Risiken gemeinsam beherrschen
China und USA: Mehr Zusammenarbeit in der KI-Governance gefordert
Während China und die USA im Wettlauf um den Ausbau ihrer KI-Fähigkeiten stehen, fordern Ökonomen eine engere Zusammenarbeit bei der globalen Governance und bei Sicherheitsstandards, um die Risiken dieser Technologie besser zu beherrschen.
Laut der Einschätzung vieler Ökonomen behalten die USA zwar weiterhin die Führung in der KI-Spitzenforschung, bei großen Sprachmodellen und in der Rechenleistung – doch China schließt rasch auf.
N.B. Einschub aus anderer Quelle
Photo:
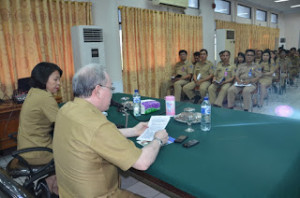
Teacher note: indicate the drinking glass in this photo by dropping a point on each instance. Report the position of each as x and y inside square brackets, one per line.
[124, 103]
[189, 113]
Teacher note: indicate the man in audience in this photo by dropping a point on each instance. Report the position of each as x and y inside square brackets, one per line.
[246, 76]
[284, 64]
[181, 76]
[222, 80]
[294, 67]
[89, 149]
[258, 56]
[203, 73]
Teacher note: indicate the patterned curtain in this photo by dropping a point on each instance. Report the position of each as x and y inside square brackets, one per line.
[151, 41]
[32, 31]
[251, 36]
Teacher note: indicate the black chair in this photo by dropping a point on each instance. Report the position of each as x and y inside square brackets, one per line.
[34, 174]
[11, 189]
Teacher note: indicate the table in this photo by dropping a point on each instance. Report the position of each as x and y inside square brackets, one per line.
[244, 155]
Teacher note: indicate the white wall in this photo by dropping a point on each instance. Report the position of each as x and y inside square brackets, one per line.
[291, 30]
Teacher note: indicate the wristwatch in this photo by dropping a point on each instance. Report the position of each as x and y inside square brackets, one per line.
[159, 140]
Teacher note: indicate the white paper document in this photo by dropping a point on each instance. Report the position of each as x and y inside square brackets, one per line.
[156, 123]
[242, 85]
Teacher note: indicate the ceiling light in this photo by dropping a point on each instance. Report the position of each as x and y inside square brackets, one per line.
[295, 6]
[278, 1]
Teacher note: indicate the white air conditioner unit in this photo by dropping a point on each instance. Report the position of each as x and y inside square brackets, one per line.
[226, 41]
[87, 45]
[177, 3]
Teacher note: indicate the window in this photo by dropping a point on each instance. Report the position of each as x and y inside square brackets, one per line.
[194, 4]
[274, 18]
[261, 15]
[223, 6]
[244, 12]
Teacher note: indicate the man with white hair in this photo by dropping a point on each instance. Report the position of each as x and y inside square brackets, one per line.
[89, 149]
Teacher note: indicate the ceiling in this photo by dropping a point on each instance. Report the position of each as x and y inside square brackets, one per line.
[280, 8]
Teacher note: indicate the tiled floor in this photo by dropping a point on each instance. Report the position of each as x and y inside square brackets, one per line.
[287, 104]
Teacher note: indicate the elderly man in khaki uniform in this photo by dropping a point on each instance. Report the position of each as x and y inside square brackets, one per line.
[203, 73]
[181, 75]
[294, 67]
[246, 77]
[89, 149]
[222, 80]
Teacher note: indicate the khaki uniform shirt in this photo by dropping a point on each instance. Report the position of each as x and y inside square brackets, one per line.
[37, 117]
[295, 61]
[224, 72]
[88, 149]
[205, 69]
[245, 72]
[184, 69]
[284, 64]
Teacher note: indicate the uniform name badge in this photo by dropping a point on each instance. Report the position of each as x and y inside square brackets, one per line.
[199, 76]
[250, 73]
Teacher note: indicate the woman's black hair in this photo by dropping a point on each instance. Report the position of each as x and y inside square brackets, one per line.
[240, 54]
[41, 73]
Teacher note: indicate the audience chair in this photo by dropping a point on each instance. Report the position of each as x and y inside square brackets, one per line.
[10, 188]
[34, 175]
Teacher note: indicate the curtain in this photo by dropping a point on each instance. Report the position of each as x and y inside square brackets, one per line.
[251, 36]
[151, 41]
[32, 31]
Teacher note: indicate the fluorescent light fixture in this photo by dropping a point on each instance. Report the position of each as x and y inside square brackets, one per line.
[295, 6]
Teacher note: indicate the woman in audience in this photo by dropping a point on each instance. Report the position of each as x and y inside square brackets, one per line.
[267, 75]
[240, 59]
[38, 115]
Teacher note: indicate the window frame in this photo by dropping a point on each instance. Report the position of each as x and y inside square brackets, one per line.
[250, 11]
[229, 12]
[198, 3]
[263, 12]
[276, 22]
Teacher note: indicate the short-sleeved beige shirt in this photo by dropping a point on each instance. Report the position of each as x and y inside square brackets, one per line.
[184, 69]
[205, 69]
[247, 72]
[224, 72]
[37, 118]
[87, 151]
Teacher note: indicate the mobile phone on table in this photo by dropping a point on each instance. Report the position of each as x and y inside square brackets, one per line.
[190, 143]
[180, 139]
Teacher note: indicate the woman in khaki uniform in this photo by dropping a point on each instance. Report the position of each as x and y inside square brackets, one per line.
[267, 75]
[38, 115]
[223, 78]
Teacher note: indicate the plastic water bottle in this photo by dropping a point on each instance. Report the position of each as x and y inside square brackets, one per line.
[205, 115]
[136, 103]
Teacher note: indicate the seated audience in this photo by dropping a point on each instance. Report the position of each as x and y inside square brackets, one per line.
[203, 73]
[248, 74]
[268, 70]
[284, 63]
[258, 54]
[294, 67]
[240, 59]
[222, 80]
[89, 149]
[38, 115]
[181, 76]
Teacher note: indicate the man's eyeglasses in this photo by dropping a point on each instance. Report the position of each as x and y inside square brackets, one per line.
[111, 88]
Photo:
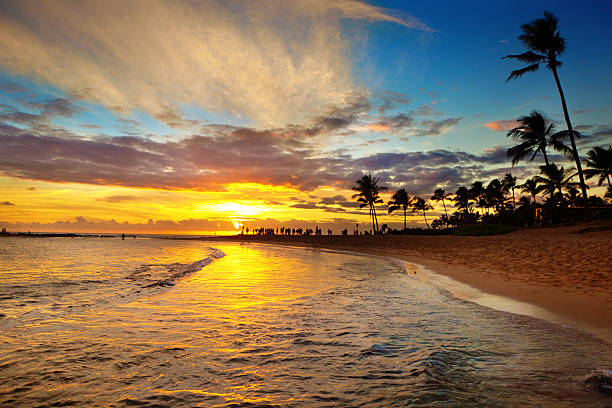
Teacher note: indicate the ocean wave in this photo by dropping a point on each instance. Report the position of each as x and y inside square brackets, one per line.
[165, 275]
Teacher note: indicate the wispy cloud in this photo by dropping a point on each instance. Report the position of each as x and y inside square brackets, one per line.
[501, 125]
[223, 56]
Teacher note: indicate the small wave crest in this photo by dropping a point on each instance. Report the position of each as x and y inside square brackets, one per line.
[164, 275]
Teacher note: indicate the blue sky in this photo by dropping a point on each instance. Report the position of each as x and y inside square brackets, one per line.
[296, 95]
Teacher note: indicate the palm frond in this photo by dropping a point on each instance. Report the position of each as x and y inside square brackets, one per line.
[520, 72]
[528, 57]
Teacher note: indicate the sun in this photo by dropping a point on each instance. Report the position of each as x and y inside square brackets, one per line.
[237, 209]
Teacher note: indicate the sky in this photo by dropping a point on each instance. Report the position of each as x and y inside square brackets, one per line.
[198, 117]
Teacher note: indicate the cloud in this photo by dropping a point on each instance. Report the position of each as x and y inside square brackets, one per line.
[437, 127]
[389, 100]
[393, 124]
[332, 200]
[502, 125]
[273, 62]
[223, 155]
[122, 198]
[580, 112]
[47, 110]
[11, 87]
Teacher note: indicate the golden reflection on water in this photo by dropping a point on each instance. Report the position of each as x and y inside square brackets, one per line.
[264, 326]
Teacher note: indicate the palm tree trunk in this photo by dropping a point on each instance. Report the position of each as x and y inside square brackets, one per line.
[424, 216]
[372, 215]
[571, 131]
[376, 219]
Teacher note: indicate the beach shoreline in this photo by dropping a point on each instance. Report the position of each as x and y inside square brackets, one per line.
[564, 272]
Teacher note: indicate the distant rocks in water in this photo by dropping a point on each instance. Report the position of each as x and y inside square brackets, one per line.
[600, 380]
[161, 283]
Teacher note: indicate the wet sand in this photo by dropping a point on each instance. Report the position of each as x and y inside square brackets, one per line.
[564, 270]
Besonders stark ist China bei der Integration von KI in Fertigung, Verbraucherdienste und andere Bereiche der Realwirtschaft.
„Es gibt zwei Hauptakteure bei der Entwicklung von Spitzen-KI – China und die USA“, sagte der Ökonom und Nobelpreisträger Michael Spence. „Bei der Leistungsfähigkeit gibt es praktisch keinen messbaren Unterschied mehr.“
Laut dem Institute for Human-Centered Artificial Intelligence der Stanford-Universität haben US-amerikanische und chinesische KI-Modelle seit Anfang 2025 mehrfach die Spitzenplätze in den Leistungsrankings getauscht.
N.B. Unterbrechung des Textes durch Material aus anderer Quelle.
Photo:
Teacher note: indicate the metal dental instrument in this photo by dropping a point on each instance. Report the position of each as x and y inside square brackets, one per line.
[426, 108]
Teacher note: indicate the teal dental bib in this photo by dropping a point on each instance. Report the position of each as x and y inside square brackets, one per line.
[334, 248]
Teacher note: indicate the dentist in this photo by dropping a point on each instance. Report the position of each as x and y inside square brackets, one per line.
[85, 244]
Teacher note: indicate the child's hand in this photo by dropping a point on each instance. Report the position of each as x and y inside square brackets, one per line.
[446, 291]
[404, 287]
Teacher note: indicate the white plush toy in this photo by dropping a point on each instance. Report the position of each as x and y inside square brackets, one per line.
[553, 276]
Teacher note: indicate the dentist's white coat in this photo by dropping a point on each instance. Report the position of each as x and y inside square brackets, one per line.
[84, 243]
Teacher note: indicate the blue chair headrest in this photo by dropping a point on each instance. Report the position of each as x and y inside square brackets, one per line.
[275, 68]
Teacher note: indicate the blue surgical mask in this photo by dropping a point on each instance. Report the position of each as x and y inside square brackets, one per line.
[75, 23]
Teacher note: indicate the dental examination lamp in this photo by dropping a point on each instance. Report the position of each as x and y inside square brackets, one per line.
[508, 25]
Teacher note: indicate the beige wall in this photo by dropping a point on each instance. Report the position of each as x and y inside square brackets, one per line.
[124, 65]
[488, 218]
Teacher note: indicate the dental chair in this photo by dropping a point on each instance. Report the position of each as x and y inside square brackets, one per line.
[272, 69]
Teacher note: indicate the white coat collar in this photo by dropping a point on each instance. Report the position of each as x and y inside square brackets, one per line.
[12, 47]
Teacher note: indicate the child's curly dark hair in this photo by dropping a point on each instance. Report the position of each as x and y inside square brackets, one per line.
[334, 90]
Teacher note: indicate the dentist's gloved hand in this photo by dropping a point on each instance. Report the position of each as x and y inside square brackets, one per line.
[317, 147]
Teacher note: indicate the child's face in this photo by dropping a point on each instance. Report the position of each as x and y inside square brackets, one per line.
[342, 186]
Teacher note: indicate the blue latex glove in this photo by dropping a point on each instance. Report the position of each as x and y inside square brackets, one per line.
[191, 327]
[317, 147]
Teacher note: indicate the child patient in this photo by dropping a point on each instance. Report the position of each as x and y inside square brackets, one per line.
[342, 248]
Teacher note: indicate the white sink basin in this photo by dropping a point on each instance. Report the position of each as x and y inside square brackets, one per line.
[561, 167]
„Die Modelle der KI-Innovation in China und den USA unterscheiden sich erheblich“, sagte Zhu Min, ehemaliger stellvertretender Direktor des Internationalen Währungsfonds. „Die USA konzentrieren sich auf große Modelle, immense Rechenleistung und eine starke Basis – sie streben nach einer Art ‚künstlicher Superintelligenz‘. Ihnen geht es um die Entwicklung der Intelligenz an sich.“
China hingegen setze auf die Anwendung von KI in der Realwirtschaft. „Bei der Bewertung, ob KI gut ist, misst China dem Nutzen und der Bequemlichkeit für die Wirtschaft und den Alltag der Menschen größeres Gewicht bei“, so Zhu.
Spence erklärte, dass China im Rahmen des 15. Fünfjahresplans (2026–2030) über bessere Pläne verfüge, um KI in weiten Teilen der Wirtschaft – in der Fertigung ebenso wie in Dienstleistungen – einzusetzen.
Da China, die USA und andere Volkswirtschaften darum bemüht seien, ihre KI-Fähigkeiten auszubauen, nähmen auch die Risiken zu – und nicht nur die wirtschaftlichen, so Spence.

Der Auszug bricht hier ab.